Forgive the clickbait headline, the forecast comes from Saxo Bank’s annual tongue-in-cheek “outrageous predictions” report – an exercise of provoking unlikely, but not impossible, events that may just play out in 2019.
Australia’s property market got off relatively unscathed in the global financial crisis compared to other advanced economies, with the surge in house prices leading to a monstrous 373 per cent (adjusted for inflation) gain since 1961.
But the debt-fuelled “Australian dream” is soon to end.
Saxo Bank’s outrageous predictions forecasts the curtain’s closing on Australia’s property binge in a “catastrophic” shutdown driven by plummeting credit growth.
The report says that the confluence of dramatic restrictions in credit growth, oversupply, government filibusters and a slowdown in global growth cement the doom loop: causing a cataclysmic 50 per cent crash.
“The Australian’s call themselves the lucky ones,” Saxo Bank chief economist Steen Jakobsen said.
“It seems the luck could run out in 2019.”
Related: Australian House Prices Fall at Fastest Pace Since GFC
Other “outrageous” predictions in Saxo Bank’s report include Australia falling into its first recession in 27 years, with the government launching a “TARP down under” and nationalising the big four banks.

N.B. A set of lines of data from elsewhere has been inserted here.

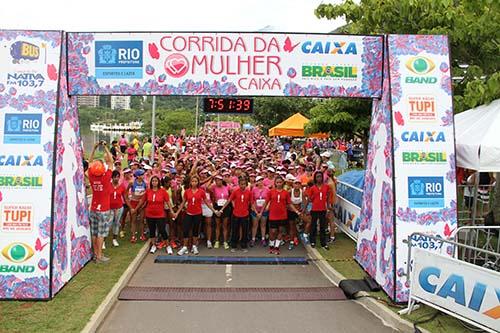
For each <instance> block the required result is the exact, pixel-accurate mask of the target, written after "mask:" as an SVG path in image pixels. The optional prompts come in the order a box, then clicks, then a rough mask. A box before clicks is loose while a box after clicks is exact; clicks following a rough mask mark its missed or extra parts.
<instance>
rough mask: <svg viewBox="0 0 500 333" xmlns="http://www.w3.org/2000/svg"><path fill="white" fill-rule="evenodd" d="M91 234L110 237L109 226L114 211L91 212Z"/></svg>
mask: <svg viewBox="0 0 500 333" xmlns="http://www.w3.org/2000/svg"><path fill="white" fill-rule="evenodd" d="M89 220H90V234H91V235H92V236H97V237H108V234H109V228H110V226H111V222H112V221H113V212H112V211H111V210H108V211H107V212H94V211H90V212H89Z"/></svg>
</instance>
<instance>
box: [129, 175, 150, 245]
mask: <svg viewBox="0 0 500 333" xmlns="http://www.w3.org/2000/svg"><path fill="white" fill-rule="evenodd" d="M144 173H145V172H144V170H142V169H137V170H136V171H135V172H134V177H135V180H134V181H133V182H132V183H131V184H130V185H129V186H128V188H127V191H130V192H131V198H130V207H131V209H130V231H131V233H132V236H131V238H130V242H131V243H136V242H137V229H139V231H140V234H141V236H140V239H141V240H142V241H145V240H146V237H145V236H144V223H143V220H144V212H143V210H142V209H140V207H138V203H139V201H141V199H142V197H143V196H144V194H145V193H146V189H147V184H146V182H145V181H144Z"/></svg>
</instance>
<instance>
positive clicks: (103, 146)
mask: <svg viewBox="0 0 500 333" xmlns="http://www.w3.org/2000/svg"><path fill="white" fill-rule="evenodd" d="M99 146H101V147H103V148H104V153H105V154H104V160H105V162H106V164H105V163H104V162H103V161H101V160H96V161H94V153H95V151H96V149H97V147H99ZM89 162H90V165H89V170H88V175H89V182H90V187H91V188H92V204H91V205H90V213H89V219H90V233H91V235H92V245H93V247H94V255H95V259H96V262H97V263H105V262H108V261H109V258H107V257H105V256H104V255H103V254H102V244H103V242H104V238H105V237H107V236H108V233H109V227H110V225H111V221H112V218H113V215H112V212H111V208H110V201H111V189H112V186H111V174H112V171H111V170H113V155H111V152H110V151H109V149H108V147H107V145H106V143H105V142H104V141H101V142H99V143H96V144H95V146H94V149H93V150H92V153H91V154H90V159H89Z"/></svg>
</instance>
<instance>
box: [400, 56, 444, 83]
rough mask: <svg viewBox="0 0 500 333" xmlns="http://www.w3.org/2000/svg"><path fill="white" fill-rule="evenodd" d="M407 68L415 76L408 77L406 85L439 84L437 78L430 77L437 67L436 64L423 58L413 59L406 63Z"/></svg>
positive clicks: (413, 57) (433, 76)
mask: <svg viewBox="0 0 500 333" xmlns="http://www.w3.org/2000/svg"><path fill="white" fill-rule="evenodd" d="M406 68H407V69H408V70H409V71H410V72H411V73H412V74H414V75H416V76H413V75H409V76H407V77H406V79H405V82H406V83H417V84H433V83H436V82H437V77H435V76H428V74H430V73H431V72H432V71H434V69H435V68H436V65H434V62H433V61H432V60H431V59H429V58H427V57H423V56H417V57H411V58H410V59H408V61H407V62H406Z"/></svg>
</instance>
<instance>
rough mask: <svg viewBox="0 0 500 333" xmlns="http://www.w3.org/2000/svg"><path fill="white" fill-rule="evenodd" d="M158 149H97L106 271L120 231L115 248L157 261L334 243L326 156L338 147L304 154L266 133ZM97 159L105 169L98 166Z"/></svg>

“The banks’ exposure is too great for them to cover independently and to skirt the risk of insolvencies and collapse, the RBA moves in to purchase securitised mortgages and fund the government’s recapitalisation of its major banks with a whopping AU$300 billion QE/TARP programme.”
Before you start burying gold in your large backyard, there’s no immediate cause for concern – the point of the report is solely to provoke debate.
“[The point] is to expand our awareness of what might go wrong in 2019,” Jakobsen said.
“Through this process, we can prepare for potentially earth-shaking challenges to our portfolios and even our livelihoods.”